International Federation of Journalists has triggered a process for expelling the Russian Union of Journalists
The International Federation of Journalists (IFJ) has triggered a formal process for suspending and expelling the Russian Union of Journalists. IFJ Deputy General Secretary Jeremy Dear said so in an emailed response to Reuters regarding corruption allegations.
Finnish, Norwegian, Danish and Icelandic unions will quit a global media federation on January 31 in protest at "corruptive activity", including allowing Russian state media journalists in Ukraine to stay as members. They accused the IFJ of "longstanding undemocratic practices, unethical finances and of allowing the Russian state media representatives to continue as members."
Hanne Aho, the chairwoman of the Union of Journalists in Finland, told Reuters that the Nordic unions had fought for years to draw attention to the problems within the Federation, but the IFJ did not take action against the Russian Union of Journalists for setting up regional journalists' associations in Ukrainian territories invaded by Russia.
"We call this corruptive activity," Aho said, adding the four Nordic unions would resign from the IFJ on Tuesday (January 31 – Ed.).
The Nordic unions also complained about what they said was the IFJ's non-transparent use of finances, including its decision to hold its world congress last year in Oman, which is an autocratic country with limited press freedom, Aho said. "Trappings at the congress were extremely flamboyant so we began to wonder where the money had come from to pay for them," Aho said.
Aho said the Union of Journalists in Finland had requested and received IFJ's budget for the congress, which showed that up to 745,000 euros ($811,000) of the total of 778,000 euros came from Omani ministries and private companies as well as the Oman Journalists' Association, while IFJ itself paid only 33,000 euros of the expenses.

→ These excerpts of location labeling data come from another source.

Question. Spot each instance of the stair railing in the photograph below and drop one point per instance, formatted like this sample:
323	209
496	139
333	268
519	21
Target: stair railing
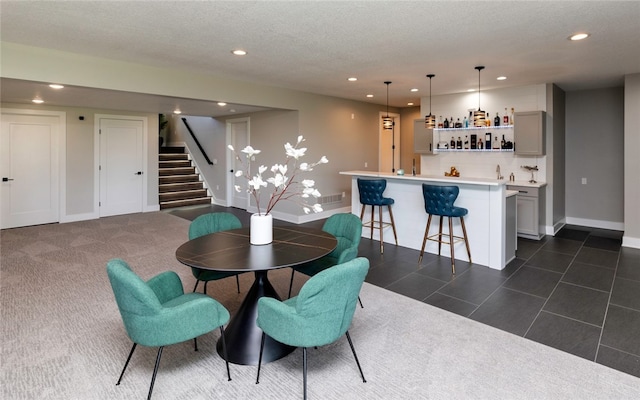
204	153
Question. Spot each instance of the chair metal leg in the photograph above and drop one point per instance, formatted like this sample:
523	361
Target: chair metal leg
355	356
304	372
155	371
224	352
372	219
260	357
393	225
426	235
126	363
440	236
293	271
466	240
451	246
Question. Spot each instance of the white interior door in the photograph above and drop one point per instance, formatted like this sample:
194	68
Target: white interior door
239	138
30	169
388	156
121	166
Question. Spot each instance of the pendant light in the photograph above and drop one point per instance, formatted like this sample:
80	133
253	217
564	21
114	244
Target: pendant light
478	116
387	121
430	120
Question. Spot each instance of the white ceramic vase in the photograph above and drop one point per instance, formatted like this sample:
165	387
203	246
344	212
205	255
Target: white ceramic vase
261	229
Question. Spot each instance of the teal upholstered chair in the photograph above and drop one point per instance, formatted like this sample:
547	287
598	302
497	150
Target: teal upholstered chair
347	228
319	315
158	313
204	225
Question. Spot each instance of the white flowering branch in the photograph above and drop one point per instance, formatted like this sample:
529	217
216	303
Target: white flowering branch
285	187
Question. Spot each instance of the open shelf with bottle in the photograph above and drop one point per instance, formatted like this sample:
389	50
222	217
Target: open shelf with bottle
469	139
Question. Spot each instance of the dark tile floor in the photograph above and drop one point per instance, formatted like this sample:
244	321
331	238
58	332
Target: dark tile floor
578	291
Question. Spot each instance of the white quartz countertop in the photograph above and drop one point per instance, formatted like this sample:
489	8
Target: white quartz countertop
442	179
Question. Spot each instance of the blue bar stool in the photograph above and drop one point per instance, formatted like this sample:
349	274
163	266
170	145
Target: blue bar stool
438	200
371	191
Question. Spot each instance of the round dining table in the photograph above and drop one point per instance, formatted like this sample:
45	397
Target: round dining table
231	251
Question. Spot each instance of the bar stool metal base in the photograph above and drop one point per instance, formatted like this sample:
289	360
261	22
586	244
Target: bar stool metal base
453	239
380	224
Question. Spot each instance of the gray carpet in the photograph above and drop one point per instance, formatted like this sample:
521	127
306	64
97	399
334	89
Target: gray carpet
62	337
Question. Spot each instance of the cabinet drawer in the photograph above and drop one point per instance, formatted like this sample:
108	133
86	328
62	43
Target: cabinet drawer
524	191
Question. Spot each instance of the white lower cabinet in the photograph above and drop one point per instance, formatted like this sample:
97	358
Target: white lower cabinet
528	205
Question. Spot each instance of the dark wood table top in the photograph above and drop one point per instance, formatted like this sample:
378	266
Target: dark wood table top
230	251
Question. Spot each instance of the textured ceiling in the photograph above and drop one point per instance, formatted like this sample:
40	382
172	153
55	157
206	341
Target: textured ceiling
314	46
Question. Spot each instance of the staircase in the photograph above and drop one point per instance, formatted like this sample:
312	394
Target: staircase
179	184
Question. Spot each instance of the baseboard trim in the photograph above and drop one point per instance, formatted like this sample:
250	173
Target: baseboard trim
594	223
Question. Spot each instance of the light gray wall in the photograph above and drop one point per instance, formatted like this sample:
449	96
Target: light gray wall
80	162
631	236
595	151
556	193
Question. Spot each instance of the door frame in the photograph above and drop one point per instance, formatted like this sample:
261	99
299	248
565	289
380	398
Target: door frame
61	151
383	154
230	159
96	157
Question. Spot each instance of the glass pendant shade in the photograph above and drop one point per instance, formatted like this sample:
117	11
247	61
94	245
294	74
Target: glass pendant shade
387	121
479	116
430	121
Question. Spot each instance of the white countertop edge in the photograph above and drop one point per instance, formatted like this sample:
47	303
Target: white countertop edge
509	193
444	179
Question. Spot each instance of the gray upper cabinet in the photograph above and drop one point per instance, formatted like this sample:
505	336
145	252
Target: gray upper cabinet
422	138
529	133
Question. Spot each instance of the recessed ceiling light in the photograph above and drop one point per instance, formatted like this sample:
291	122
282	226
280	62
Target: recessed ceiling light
579	36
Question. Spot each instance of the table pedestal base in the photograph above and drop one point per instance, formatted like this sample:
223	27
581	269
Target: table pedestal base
243	336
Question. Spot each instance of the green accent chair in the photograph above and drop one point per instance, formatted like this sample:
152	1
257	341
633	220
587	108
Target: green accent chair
319	315
347	228
204	225
158	313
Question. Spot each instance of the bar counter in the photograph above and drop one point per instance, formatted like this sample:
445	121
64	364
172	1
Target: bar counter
486	221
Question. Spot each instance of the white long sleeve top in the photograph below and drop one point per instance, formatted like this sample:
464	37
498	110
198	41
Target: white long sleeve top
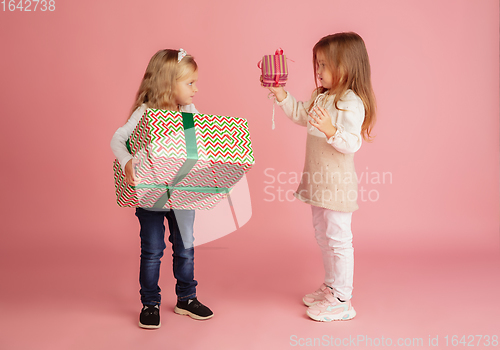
120	137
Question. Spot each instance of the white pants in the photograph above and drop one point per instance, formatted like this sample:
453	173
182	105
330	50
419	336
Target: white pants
334	237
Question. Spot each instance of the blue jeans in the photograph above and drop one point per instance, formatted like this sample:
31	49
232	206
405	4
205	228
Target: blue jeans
180	225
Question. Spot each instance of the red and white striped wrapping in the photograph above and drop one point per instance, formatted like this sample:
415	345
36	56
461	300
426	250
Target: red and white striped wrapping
274	69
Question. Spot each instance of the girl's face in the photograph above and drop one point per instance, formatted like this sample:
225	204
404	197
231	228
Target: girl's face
324	74
186	89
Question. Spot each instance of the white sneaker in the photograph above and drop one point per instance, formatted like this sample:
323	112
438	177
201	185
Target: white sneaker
317	296
331	309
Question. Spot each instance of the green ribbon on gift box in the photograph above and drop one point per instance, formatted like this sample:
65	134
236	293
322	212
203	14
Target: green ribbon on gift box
191	159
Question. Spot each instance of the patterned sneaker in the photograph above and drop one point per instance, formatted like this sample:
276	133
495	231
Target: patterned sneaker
150	317
317	296
331	309
194	309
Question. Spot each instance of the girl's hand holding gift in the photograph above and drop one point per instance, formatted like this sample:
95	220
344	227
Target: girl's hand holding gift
278	92
322	121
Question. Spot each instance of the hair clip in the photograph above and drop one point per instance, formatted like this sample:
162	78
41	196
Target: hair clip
181	55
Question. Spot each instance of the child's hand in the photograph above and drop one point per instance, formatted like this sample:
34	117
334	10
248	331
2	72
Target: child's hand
130	175
322	121
279	92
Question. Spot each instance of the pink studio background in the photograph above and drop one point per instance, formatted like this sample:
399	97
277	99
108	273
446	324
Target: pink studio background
427	240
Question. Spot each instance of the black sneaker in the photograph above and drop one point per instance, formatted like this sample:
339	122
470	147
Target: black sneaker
150	317
194	309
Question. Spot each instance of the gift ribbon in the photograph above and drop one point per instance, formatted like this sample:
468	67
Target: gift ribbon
191	158
277	55
200	189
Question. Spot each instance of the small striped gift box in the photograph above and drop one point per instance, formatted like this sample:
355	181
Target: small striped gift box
274	69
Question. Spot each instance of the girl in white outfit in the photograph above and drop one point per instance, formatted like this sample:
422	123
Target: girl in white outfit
340	113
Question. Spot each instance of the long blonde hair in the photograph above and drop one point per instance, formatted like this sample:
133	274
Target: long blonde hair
347	59
157	89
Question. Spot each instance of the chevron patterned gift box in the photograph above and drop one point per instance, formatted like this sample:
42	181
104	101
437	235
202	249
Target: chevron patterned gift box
274	69
184	160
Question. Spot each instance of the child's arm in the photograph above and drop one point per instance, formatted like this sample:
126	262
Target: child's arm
120	149
295	110
345	134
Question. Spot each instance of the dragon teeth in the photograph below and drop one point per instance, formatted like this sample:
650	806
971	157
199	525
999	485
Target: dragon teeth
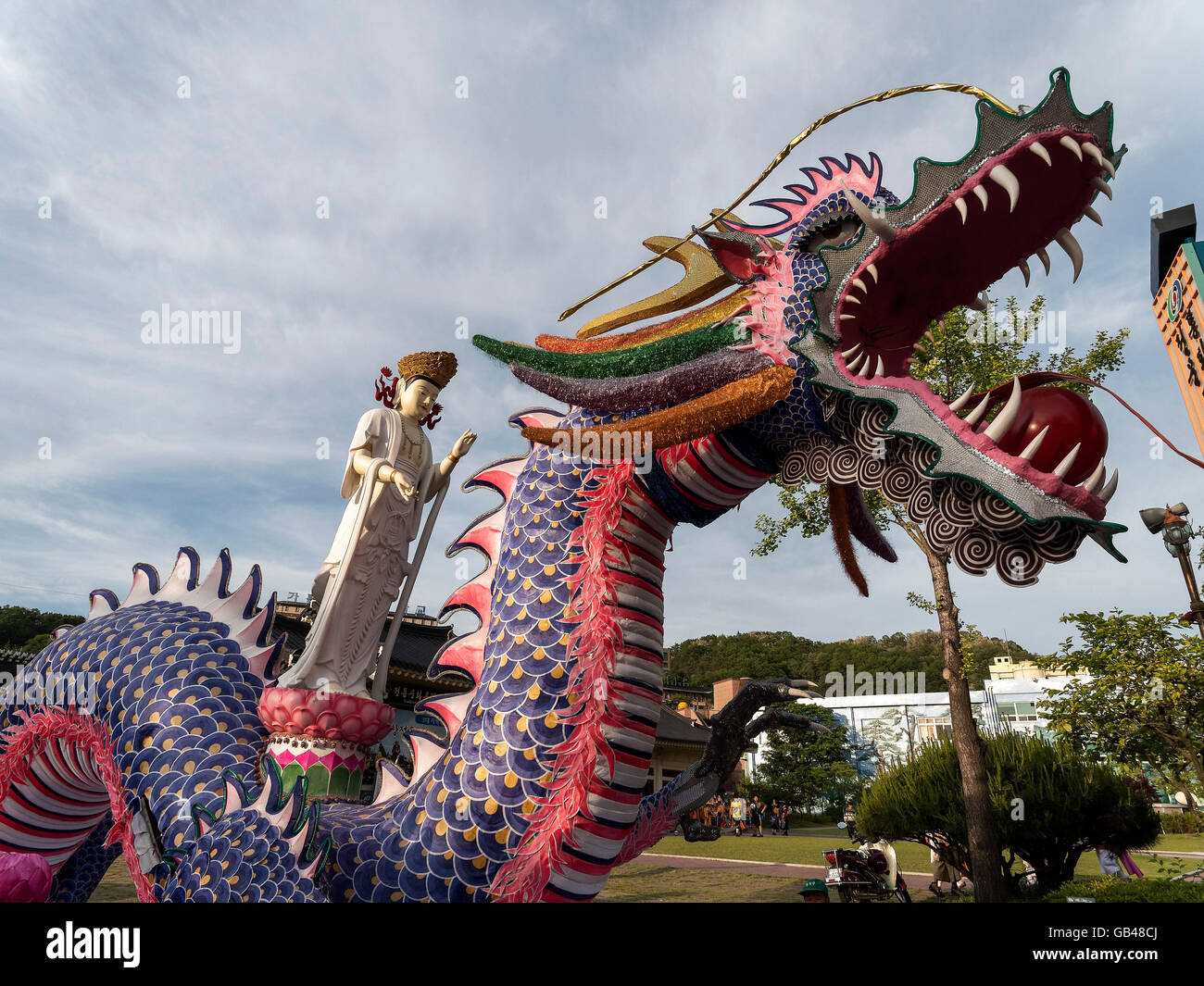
1003	420
1032	447
1072	144
962	401
1003	177
975	416
1067	243
1063	468
1092	481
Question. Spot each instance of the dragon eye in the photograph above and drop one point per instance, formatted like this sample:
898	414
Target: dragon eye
831	233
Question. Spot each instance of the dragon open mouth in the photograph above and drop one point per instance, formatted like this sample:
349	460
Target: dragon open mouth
998	208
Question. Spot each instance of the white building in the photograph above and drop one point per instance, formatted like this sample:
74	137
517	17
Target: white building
889	724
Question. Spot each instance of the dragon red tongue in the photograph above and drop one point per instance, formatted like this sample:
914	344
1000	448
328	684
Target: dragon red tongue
1072	420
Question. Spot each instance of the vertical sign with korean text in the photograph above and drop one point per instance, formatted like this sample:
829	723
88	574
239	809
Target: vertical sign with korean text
1178	308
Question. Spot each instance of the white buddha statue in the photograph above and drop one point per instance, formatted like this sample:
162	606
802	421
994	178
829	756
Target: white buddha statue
389	461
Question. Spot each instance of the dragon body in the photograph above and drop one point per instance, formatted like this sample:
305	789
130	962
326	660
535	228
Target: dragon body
799	369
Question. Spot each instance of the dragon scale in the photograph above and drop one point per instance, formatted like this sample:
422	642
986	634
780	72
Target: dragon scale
801	371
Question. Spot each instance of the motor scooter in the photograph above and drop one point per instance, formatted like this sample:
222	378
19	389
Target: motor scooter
867	873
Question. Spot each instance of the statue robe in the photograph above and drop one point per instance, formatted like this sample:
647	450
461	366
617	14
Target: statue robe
344	644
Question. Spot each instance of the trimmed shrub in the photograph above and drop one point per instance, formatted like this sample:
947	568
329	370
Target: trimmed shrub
1181	824
1050	805
1147	891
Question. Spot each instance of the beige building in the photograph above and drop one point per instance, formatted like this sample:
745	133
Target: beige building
1004	668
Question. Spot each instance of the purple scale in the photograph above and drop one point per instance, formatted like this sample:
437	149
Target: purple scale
466	874
506	796
525	769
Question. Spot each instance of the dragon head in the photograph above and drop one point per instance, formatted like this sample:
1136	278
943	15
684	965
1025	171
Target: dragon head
809	356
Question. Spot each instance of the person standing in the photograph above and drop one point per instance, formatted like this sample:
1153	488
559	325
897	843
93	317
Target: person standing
738	808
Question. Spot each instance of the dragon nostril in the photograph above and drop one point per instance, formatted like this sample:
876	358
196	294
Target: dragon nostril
1067	419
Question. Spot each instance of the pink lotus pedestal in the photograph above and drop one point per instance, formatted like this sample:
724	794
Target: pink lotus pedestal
323	736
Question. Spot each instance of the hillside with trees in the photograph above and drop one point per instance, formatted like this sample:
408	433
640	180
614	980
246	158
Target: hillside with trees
29	630
779	654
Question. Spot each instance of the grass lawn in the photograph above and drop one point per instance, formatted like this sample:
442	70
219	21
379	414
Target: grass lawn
645	882
911	856
638	882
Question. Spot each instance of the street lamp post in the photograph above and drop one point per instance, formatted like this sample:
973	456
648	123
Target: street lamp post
1176	535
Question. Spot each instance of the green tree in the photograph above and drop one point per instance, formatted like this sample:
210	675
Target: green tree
19	625
959	353
35	644
1145	700
1048	803
802	767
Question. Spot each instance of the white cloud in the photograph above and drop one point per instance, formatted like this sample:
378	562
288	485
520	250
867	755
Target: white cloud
483	208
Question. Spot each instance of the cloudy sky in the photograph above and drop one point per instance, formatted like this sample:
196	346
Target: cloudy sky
359	181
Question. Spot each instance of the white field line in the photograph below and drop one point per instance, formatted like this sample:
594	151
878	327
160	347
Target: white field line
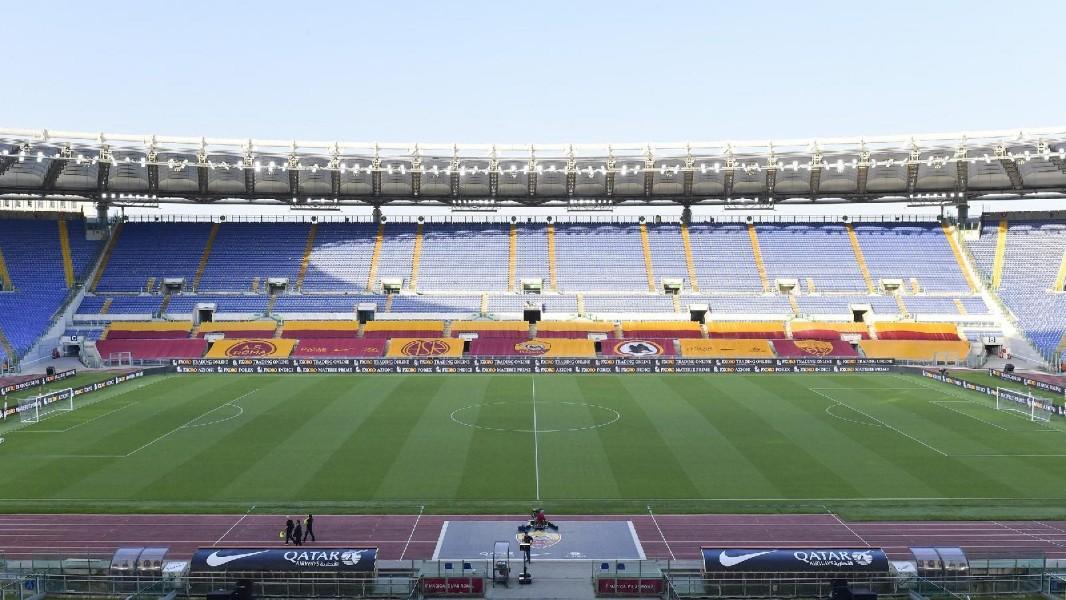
536	443
849	528
188	423
656	521
941	403
886	425
233	526
413	528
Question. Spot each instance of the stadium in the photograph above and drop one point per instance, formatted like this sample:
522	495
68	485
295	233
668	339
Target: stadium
408	302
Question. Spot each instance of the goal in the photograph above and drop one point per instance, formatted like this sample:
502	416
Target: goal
1022	404
33	409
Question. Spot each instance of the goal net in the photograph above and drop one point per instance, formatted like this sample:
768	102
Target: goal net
1022	404
33	409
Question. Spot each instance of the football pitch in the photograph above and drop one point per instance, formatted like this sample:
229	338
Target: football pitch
884	446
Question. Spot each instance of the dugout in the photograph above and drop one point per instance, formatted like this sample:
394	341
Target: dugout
793	572
293	571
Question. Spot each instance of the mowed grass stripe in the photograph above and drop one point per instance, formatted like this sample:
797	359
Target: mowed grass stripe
433	458
575	464
638	454
496	465
225	451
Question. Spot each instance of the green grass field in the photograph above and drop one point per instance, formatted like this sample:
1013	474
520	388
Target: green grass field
862	446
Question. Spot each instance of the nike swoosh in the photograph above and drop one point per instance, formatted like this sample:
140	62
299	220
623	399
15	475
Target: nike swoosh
728	561
214	561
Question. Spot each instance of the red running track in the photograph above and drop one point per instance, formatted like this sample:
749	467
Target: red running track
408	536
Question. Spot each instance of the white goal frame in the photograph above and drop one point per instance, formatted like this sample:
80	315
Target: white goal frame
1029	410
43	406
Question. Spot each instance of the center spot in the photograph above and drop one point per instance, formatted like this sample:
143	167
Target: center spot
551	417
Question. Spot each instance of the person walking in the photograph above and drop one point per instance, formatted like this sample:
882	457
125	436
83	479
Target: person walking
297	534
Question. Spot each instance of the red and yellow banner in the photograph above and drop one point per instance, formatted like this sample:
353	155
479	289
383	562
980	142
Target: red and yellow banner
726	349
424	347
252	349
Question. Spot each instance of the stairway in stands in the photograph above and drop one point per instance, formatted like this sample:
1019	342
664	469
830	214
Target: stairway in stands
205	256
859	258
512	257
949	232
689	262
757	253
552	273
65	250
646	247
416	256
311	233
375	256
106	257
5	282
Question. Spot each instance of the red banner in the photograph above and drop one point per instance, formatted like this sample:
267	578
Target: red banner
813	349
342	347
638	347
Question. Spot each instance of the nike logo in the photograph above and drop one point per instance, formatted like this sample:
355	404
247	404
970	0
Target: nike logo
214	561
728	561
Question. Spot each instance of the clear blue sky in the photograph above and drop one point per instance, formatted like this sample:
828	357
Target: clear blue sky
539	70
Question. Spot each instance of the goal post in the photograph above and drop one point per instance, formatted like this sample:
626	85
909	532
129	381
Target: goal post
1023	404
42	406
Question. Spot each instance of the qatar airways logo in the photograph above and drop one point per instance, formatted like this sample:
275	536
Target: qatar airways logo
324	558
835	557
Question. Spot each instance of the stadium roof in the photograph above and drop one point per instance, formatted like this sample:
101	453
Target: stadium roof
942	167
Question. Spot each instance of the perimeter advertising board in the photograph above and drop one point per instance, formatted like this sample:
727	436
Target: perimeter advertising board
795	560
529	365
285	560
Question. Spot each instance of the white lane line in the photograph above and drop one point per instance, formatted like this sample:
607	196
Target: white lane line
190	422
536	443
233	526
440	540
413	528
941	403
884	424
656	521
849	528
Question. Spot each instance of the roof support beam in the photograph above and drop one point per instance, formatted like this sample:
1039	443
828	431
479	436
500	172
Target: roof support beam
816	173
1011	166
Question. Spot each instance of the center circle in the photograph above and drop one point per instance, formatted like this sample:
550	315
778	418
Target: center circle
552	417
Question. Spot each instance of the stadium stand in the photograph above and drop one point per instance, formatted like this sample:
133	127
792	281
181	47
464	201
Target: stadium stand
404	329
238	328
824	330
506	329
37	270
147	329
908	250
726	349
572	329
325	329
616	260
943	331
822	253
151	350
745	329
1031	255
812	347
915	350
340	258
661	329
244	252
457	257
339	347
144	250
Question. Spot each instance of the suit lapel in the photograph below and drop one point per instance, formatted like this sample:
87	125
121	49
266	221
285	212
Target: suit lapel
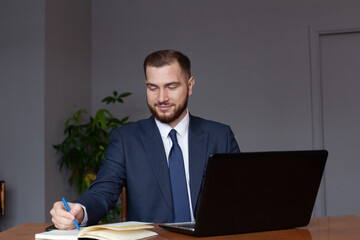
198	141
156	154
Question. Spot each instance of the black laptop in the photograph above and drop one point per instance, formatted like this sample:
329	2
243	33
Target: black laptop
253	192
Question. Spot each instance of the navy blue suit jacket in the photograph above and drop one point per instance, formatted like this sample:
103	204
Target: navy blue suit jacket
136	159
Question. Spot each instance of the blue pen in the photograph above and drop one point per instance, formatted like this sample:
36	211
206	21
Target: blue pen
67	208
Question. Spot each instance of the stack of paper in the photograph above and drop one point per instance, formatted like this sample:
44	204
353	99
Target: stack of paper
118	231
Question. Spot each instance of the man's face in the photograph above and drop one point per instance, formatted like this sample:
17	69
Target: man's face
167	92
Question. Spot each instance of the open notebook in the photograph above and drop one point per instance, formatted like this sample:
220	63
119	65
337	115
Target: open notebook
259	191
118	231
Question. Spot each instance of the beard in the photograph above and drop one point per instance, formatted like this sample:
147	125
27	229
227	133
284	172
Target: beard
172	116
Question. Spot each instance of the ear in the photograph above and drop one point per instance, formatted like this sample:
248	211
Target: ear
191	83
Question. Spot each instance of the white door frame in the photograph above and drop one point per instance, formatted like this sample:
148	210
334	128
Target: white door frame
315	32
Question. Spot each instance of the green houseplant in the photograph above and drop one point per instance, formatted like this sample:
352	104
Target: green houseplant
86	139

The IFJ said the amounts included subsidies negotiated by the Oman Journalists' Association.
The Nordic unions also condemned the low staff turnover in the governing bodies of the Federation, suspecting that the organization's internal elections may have involved undemocratic practices.
However, IFJ Deputy General Secretary Jeremy Dear denied the allegations and said that the executive committee had triggered a formal process for suspending and expelling the Russian Union of Journalists. "We entirely reject what are false, defamatory and damaging allegations," he said.
The International Federation of Journalists, which represents 600,000 journalists in 146 countries, calls itself "the global voice of journalists," many of whom strive to expose corruption and human rights violations.
On their website, the IFJ says they do not subscribe to any given political viewpoint, but promote collective action to defend human rights, democracy and media pluralism.
As IMI reported, in May 2022, the Association of Ukrainian Media, Journalists and Public Organizations "Media Movement" addressed the International Federation of Journalists, calling on it to expel the Russian Union of Journalists. This issue had already been raised at the IFJ in early March by a number of representatives of Northern European countries.
Media Movement also called on domestic authorized representatives of the IFJ (Serhiy Tomilenko of NUJU and Serhiy Shturkhetsky of IMTUU) to include this issue in the agenda of the IFJ congress, which was to be held on 31.05–03.06 in Oman.
In October, it became known that the Russian state propaganda company "All-Russian State Television and Radio Broadcasting Company" plans to open its branches in the occupied territories of Luhansk, Donetsk, Kherson and Zaporizhzhia oblasts.
The European Federation of Journalists (EFJ) condemned the establishment of branches of the Russian Union of Journalists (RUJ) in the Ukrainian territories illegally annexed by Russia and called on the RUJ to renounce these settlements.